I took one last look at the golf courses early Saturday morning before the latest snow arrived; which looks like it might actually stick around this time.
I was looking for areas covered in ice on the greens.  The Heritage Greens were all ice free, two greens on Greywalls had minor ice covered areas on them.  Long durational sealing ice cover is deadly after a few months on the Heritage greens because of the higher Poa population.  The Bentgrass on the Greywalls greens can tolerate ice cover a month or two longer.  
4 green Heritage- snow and ice free

Seven green Heritage- snow and ice free

Close up of 4 green- the longer blades are Bentgrass as the Poa is mostly covered in our heavy protective sand topdressing.  

Heavy Sand topdressing still protecting the green surfaces even after all of the late fall/winter rains.  

Ice on 11 green Greywalls 
The last of the runoff from the green bank was trying to leave the surface but froze up before it could.  The good news is Most of the ice is white and not solid black; which is the most damaging.  

More ice on the back of 11 green, still mostly white ice.  

Ice on 5 green Greywalls.  Another couple of hours of above freezing temperatures and this water would have been gone.  The ice is again almost all white with air pockets on it.  

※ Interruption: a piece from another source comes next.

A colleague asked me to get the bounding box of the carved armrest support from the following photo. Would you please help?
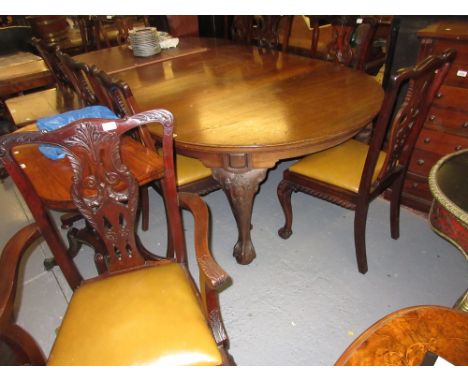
[179,192,229,289]
[0,223,41,329]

Two+ months of rain, snow, melting snow, more rain all with temperatures above freezing has me a little concerned about the fate of our protective fungicides.  Our above average temperatures never got warm enough for our plants to break dormancy so I am not concerned about the longevity of our systemic fungicides; the contact fungicides we applied are a different story. Contacts would last all winter if snow followed soon after the application, but as we all know that did not happen.  Many inches of rain removed the products from the leaf surfaces one drop at a time.  We had no ability to reapply so we will hope for an early spring to reduce the potential of snowmold damage.  I believe the heavy sand topdressing we applied after the fungicide application protected most of the contact fungicides on the plant leaves from getting washed off with rain.  The sand was applied on the greens, tees and approaches so the fairways will not gain that benefit.  

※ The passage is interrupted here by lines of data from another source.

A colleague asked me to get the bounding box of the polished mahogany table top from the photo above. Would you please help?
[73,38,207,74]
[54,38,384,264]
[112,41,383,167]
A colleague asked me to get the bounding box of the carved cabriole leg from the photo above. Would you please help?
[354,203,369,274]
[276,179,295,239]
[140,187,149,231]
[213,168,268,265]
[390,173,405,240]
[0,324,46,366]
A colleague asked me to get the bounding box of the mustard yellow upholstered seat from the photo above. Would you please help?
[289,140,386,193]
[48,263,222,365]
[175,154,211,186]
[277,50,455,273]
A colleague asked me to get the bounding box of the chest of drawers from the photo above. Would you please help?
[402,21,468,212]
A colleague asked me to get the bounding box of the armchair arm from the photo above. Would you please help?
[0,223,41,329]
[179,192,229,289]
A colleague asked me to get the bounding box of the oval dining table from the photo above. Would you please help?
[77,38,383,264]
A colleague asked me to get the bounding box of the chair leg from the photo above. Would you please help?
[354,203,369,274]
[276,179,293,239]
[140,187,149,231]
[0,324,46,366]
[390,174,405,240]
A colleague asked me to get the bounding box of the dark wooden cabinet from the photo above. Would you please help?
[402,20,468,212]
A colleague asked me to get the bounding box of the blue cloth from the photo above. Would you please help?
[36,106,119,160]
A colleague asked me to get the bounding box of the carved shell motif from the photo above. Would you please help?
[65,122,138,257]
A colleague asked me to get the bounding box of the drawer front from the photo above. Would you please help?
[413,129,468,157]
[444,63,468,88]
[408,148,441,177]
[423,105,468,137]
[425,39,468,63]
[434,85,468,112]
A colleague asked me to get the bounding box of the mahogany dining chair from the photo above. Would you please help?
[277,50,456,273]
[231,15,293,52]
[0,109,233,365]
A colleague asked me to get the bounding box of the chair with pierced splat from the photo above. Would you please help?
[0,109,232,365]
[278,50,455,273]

Snowmold already starting on 18 fairway of Greywalls.  Snowmold on the fairways looks ugly in the spring but usually does not kill the entire plant and recovery is rapid after vertical mowing followed by warm temperatures.  

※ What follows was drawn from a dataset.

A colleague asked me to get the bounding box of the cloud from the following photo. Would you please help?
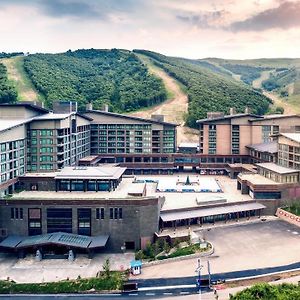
[40,0,101,18]
[226,1,300,32]
[0,0,143,20]
[176,10,227,29]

High winds have brought down many trees on both courses already.  We will be busy in the spring cutting lumber and grinding stumps.  
Here is a hemlock down on 14 Greywalls

Another Hemlock down on 18 Greywalls 




1 comment:

  1. Fingers are crossed for #11 icing and the potential snowmold situation. What a strange winter Marquette has had this year. The bathroom looks great and as does the additional roofing off of the maintenance facility. Thanks for the update.